Friday, February 29, 2008

Losing Tiger, Hidden Fortune

The Economist asks, "Other emerging economies are producing world-class companies by the dozen. Why aren't the countries of South-East Asia?"

You may be tempted to damn politically connected entrepreneurs, or the old stories of rent seeking, corruption, and cronyism. But the magazine cleverly avoids to replay these old songs, as it writes:
Similar things were once said of much of the rest of Asia—and sometimes still are. But somehow other countries' top businesses, even in India, the home of the licence Raj, have escaped this mediocrity trap.
So what are the problems of us, the losing tigers? First, diverse and fragmented SEA market (think of more unified China and India) prevents economies of scale in the local market. Second, lack of technology and higher education promotion results in SEA's middling labor productivity growth (in contrast to climbing East and South Asia's figures--look the very important Graph 3). And third, the conglomerates is less focused in doing particular industry. They want to do everything, --and goes nowhere.

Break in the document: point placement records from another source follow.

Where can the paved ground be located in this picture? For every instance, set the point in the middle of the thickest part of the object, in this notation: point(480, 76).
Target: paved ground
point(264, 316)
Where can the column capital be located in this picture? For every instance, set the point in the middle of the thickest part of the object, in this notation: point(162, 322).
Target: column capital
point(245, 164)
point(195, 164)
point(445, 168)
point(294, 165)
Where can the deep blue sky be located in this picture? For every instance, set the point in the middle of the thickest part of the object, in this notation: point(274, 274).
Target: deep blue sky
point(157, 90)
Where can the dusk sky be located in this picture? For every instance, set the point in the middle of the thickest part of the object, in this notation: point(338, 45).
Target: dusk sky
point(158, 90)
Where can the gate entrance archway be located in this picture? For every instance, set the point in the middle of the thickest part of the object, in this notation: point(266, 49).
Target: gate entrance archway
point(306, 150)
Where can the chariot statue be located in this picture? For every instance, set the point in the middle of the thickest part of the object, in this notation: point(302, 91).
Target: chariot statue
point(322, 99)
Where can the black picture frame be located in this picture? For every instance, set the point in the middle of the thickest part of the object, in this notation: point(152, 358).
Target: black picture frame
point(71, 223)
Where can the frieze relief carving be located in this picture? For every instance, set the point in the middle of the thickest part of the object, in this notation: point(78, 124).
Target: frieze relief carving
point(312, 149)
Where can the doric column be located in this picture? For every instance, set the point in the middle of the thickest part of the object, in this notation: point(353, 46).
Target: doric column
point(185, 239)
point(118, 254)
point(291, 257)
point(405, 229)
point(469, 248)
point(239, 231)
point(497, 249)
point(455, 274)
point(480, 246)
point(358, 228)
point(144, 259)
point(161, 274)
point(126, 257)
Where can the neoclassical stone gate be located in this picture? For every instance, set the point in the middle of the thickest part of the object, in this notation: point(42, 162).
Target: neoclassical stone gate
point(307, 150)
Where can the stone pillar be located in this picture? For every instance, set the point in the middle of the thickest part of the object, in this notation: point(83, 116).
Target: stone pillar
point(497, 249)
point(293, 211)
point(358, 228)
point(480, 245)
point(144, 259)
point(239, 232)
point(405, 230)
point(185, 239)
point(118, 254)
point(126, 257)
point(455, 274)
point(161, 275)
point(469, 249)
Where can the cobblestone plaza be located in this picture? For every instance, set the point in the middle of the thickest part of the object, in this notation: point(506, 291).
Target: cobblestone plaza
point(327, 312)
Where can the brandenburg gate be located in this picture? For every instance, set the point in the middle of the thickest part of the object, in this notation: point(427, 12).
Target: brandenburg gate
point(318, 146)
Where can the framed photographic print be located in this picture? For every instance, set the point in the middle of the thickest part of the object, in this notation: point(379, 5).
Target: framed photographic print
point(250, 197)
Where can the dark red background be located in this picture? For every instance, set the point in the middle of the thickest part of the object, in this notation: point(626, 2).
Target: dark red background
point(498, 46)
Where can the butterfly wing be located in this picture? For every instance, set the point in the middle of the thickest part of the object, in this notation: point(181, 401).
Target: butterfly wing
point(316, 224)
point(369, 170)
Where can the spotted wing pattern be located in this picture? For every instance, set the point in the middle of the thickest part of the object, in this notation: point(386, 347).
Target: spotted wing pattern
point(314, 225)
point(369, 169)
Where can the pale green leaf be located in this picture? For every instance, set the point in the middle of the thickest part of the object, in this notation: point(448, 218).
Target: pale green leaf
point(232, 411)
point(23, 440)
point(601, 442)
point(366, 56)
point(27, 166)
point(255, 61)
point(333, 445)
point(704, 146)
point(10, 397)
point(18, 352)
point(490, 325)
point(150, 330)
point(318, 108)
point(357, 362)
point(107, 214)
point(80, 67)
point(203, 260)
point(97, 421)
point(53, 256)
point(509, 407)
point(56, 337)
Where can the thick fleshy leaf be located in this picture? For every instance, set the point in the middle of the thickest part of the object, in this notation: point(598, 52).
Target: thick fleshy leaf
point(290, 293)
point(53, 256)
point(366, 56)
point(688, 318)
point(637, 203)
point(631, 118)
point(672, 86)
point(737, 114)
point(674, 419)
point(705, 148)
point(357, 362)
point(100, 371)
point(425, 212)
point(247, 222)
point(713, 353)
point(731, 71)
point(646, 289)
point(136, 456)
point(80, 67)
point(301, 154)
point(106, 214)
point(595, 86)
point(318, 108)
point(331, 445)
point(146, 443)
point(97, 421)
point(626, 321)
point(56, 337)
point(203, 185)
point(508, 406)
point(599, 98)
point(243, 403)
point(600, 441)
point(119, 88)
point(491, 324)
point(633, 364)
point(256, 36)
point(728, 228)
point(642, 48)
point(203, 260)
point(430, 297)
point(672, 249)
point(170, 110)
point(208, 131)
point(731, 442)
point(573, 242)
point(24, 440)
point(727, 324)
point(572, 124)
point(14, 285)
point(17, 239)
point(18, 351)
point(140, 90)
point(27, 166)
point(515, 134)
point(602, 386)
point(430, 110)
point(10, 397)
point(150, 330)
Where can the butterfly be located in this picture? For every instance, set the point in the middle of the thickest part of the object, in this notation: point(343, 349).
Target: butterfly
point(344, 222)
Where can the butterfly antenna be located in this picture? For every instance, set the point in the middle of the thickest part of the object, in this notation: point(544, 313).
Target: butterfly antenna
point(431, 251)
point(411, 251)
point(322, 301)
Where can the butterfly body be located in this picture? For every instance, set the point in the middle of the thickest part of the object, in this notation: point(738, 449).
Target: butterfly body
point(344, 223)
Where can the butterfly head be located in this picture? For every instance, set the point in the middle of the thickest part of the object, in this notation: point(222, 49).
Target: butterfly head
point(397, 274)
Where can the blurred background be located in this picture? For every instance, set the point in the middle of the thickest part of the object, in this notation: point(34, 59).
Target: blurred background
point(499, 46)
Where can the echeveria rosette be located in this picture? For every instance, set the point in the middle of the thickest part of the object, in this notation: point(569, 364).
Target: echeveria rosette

I think above are well observed points. Yet, it is rather a too broad analysis on business climate. More micro analysis, like a thorough observation at firms level on, say, how Tata of India or Lenovo of China have managed their way up would help more.

Are we gonna be able to see 30 (or 50) Indonesian firms in Fortune Global 500 list in 2030? I do hope we can. It isn't a too ambitious project. China has 24 firms, India 6, and Brazil 5 on the list.

In 2007, I must add.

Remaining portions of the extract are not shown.